The default dictionary depends on the locale settings. The
following environment variables are searched: LC_ALL,
LC_MESSAGES, and LANG. If none are set then the default personal
dictionary is $HOME/.hunspell_default.

Setting
.I \-d
or  the
.I DICTIONARY
environmental variable, personal dictionary will be
.BR $HOME/.hunspell_dicname

.IP \fB\-r\fR
Warn of the rare words, wich are also potential spelling mistakes.

.IP \fB\-s\fR
Stem the words of the input text (see also hunspell(4) about
stemming). It depends from the dictionary data.

.IP \fB\-t\fR
The input file is in TeX or LaTeX format.
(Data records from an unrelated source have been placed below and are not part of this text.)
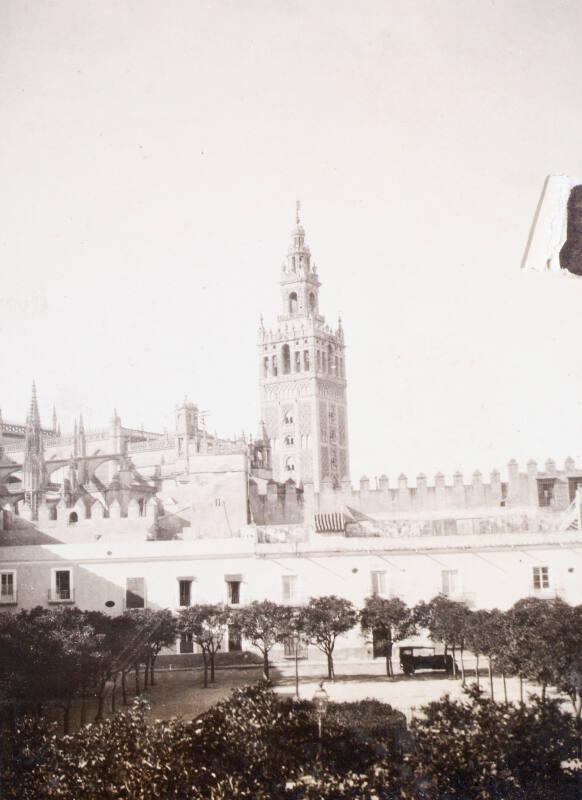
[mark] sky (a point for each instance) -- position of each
(151, 154)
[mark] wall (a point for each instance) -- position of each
(493, 571)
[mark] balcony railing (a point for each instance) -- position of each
(61, 595)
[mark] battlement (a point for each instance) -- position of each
(299, 327)
(552, 489)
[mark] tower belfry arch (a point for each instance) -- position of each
(303, 377)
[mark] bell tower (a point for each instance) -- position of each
(302, 378)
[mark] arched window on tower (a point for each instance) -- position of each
(330, 361)
(286, 353)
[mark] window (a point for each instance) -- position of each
(234, 639)
(541, 578)
(185, 591)
(7, 587)
(450, 582)
(186, 644)
(573, 484)
(289, 592)
(233, 583)
(62, 586)
(135, 593)
(293, 644)
(286, 353)
(379, 582)
(546, 491)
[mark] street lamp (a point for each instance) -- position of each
(320, 701)
(296, 642)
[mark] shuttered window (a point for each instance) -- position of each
(135, 593)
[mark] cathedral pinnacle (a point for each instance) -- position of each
(34, 416)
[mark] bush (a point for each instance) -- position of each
(256, 746)
(479, 749)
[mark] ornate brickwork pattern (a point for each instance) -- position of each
(343, 463)
(341, 423)
(305, 417)
(324, 462)
(323, 421)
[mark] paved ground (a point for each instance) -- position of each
(180, 693)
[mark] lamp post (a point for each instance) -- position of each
(320, 701)
(296, 640)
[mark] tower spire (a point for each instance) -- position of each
(33, 414)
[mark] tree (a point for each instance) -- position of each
(323, 620)
(264, 625)
(206, 624)
(446, 621)
(160, 629)
(391, 618)
(486, 635)
(534, 642)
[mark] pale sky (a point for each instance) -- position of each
(150, 157)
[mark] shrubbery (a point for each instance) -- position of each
(256, 745)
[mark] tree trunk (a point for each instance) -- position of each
(67, 717)
(113, 695)
(491, 680)
(83, 706)
(100, 702)
(330, 669)
(205, 660)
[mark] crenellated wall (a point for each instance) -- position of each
(518, 490)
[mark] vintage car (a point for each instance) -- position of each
(415, 658)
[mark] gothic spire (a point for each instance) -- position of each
(33, 415)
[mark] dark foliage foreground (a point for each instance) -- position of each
(255, 745)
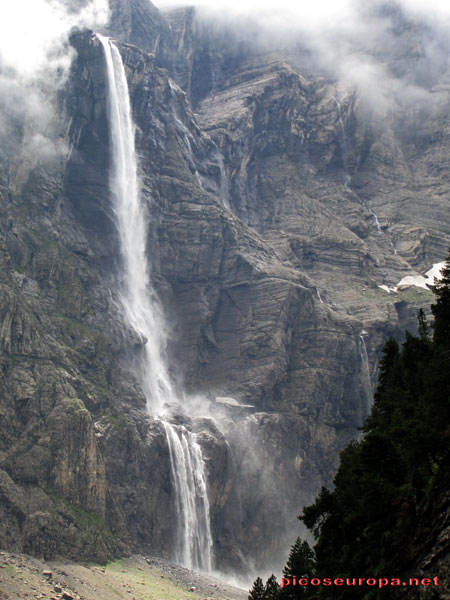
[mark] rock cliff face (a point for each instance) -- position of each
(277, 209)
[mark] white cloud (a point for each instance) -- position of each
(32, 33)
(303, 13)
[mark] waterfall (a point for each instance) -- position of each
(344, 152)
(194, 544)
(366, 381)
(347, 177)
(143, 313)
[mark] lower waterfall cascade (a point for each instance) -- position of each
(143, 313)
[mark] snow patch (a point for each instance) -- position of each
(416, 280)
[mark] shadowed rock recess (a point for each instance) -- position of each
(279, 204)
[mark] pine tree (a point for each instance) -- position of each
(257, 591)
(301, 560)
(272, 589)
(441, 308)
(301, 563)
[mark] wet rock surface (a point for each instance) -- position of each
(267, 259)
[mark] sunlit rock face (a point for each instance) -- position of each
(280, 201)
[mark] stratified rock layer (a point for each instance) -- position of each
(277, 209)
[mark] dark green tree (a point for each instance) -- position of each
(441, 308)
(300, 564)
(272, 589)
(257, 591)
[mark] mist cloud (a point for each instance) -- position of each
(34, 62)
(358, 43)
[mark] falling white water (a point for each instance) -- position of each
(143, 313)
(344, 152)
(194, 544)
(367, 384)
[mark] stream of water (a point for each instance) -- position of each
(143, 313)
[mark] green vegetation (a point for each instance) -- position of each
(387, 480)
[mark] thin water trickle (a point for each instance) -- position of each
(143, 313)
(367, 383)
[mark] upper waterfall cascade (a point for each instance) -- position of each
(143, 313)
.IP \fB\-v,\ \-\-version\fR
Print version number.

.IP \fB\-vv\fR
Print ispell(1) compatible version number.

.IP \fB\-w\fR
Print misspelled words (= lines) from one word/line input.

.SH EXAMPLES
.TP
.B hunspell \-d en_US english.html
.TP
.B hunspell \-d en_US,en_US_med medical.txt
.TP
.B hunspell \-d ~/openoffice.org2.4/share/dict/ooo/de_DE
.TP
.B hunspell *.html
.TP
.B hunspell \-l text.html
.SH ENVIRONMENT
.TP
.B DICTIONARY
Similar to 
.I \-d. 
.TP
.B DICPATH
Dictionary path.
.TP
.B WORDLIST
Equivalent to 
.I \-p.
.SH FILES
The default dictionary depends on the locale settings. The
following environment variables are searched: LC_ALL,
LC_MESSAGES, and LANG. If none are set then the following
fallbacks are used:

.BI /usr/share/myspell/default.aff
Path of default affix file. See hunspell(4).
.PP
.BI /usr/share/myspell/default.dic
Path of default dictionary file.
See hunspell(4).
.PP
.BI $HOME/.hunspell_default.
Default path to personal dictionary.
.SH SEE ALSO
.B hunspell (3), hunspell(4)
.SH AUTHOR
Author of Hunspell executable is László Németh. For Hunspell library,
see hunspell(3).
.PP
This manual based on Ispell's manual. See ispell(1).
.SH BUGS
There are some layout problems with long lines.